Share this story...
homelessness, seattle
Latest News

Rantz: Seattle leaders angry when repeat assaulter finally put in jail

Tents are a common sight on Seattle streets. (AP)

Seattle city leaders are mad that a homeless man with 72 criminal convictions was finally put in jail, instead of being offered treatment he won’t accept so that he ends up back on the streets, attacking innocent passers-by.

RELATED: Judge McKenna responds to allegations, will not step aside
RELATED: What King County judges need to address prolific offenders

Francisco Calderon, a repeat offender, is at the center of a preposterous fight between Seattle City Attorney Pete Holmes and King County Department of Public Defenders Director Anita Khandelwal, against Seattle Municipal Judge Ed McKenna.

Holmes and Khandelwal take issue with McKenna for throwing Calderon in jail, rather than offering him yet another chance at seeking treatment. In their eyes, you can’t use jail as a means to end homelessness or addiction.

They’re right. But you can use a jail sentence to stop a man from physically assaulting people walking through downtown Seattle. And that’s what this is about.

Imagine being this passionate about keeping people out of jail; people who have demonstrated an unwillingness to accept resources for help. They claim it’s compassionate. Well, their compassion will literally kill people.

No one thinks jailing the homeless will end the problem; nor is anyone seriously suggesting we indiscriminately round up the homeless and put them all in jail. Instead, we’re saying people who pose a safety threat to the general public — not people merely homeless — be dealt with in a way that’s good for both them and us.

It is not controversial to suggest a criminal with 73 convictions — 15 of which include assault — should spend time behind bars. It should be controversial that it took 74 convictions for this guy to do time.

Judge McKenna is a hero, but this is Seattle, so he will be villainized by a righteous group of progressive activists who’ve been in charge as the problem has gotten worse.
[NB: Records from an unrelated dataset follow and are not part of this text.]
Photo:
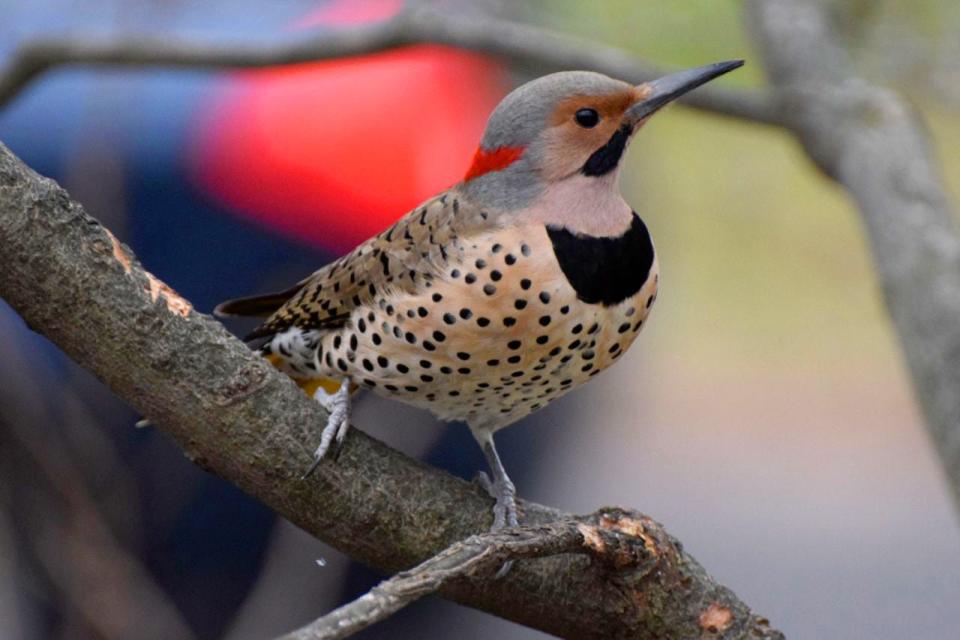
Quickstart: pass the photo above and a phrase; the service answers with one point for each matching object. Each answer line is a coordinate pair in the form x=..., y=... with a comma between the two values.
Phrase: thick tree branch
x=236, y=416
x=521, y=44
x=476, y=556
x=874, y=144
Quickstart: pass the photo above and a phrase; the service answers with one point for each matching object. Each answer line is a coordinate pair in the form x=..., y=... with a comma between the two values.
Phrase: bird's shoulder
x=402, y=258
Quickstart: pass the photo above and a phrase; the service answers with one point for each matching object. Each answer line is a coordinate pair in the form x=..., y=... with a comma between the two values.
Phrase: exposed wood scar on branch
x=175, y=303
x=716, y=619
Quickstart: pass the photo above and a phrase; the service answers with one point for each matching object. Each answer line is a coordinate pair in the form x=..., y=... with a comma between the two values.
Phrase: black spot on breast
x=606, y=158
x=604, y=270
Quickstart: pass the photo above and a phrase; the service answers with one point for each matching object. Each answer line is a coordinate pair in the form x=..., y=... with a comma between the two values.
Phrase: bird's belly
x=489, y=340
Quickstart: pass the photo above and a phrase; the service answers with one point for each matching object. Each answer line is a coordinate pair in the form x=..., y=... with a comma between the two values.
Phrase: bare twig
x=236, y=416
x=875, y=145
x=524, y=45
x=475, y=556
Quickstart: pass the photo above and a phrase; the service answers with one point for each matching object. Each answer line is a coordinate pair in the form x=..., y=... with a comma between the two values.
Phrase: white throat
x=590, y=205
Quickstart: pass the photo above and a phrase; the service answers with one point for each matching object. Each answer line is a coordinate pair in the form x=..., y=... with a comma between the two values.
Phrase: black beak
x=668, y=88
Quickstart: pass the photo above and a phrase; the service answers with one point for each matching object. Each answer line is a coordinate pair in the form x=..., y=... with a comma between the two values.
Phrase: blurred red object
x=332, y=152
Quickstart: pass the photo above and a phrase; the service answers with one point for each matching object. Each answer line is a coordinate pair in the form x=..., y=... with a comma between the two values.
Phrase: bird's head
x=568, y=128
Holmes and Khandelwal think putting Calderon back on the streets, with his now 73 convictions, keeps us safe. They are both wrong, and their world view is as much as a threat to our safety as is Calderon roaming around the city a free man.

Seattle is dying because these people are in power. And if you want to know why homelessness has gotten worse, while we’ve seen a rise in rape, assault, and theft, take a look at these two. They are more invested in keeping criminals out of jail, where they aren’t accepting help, than seeing justice done.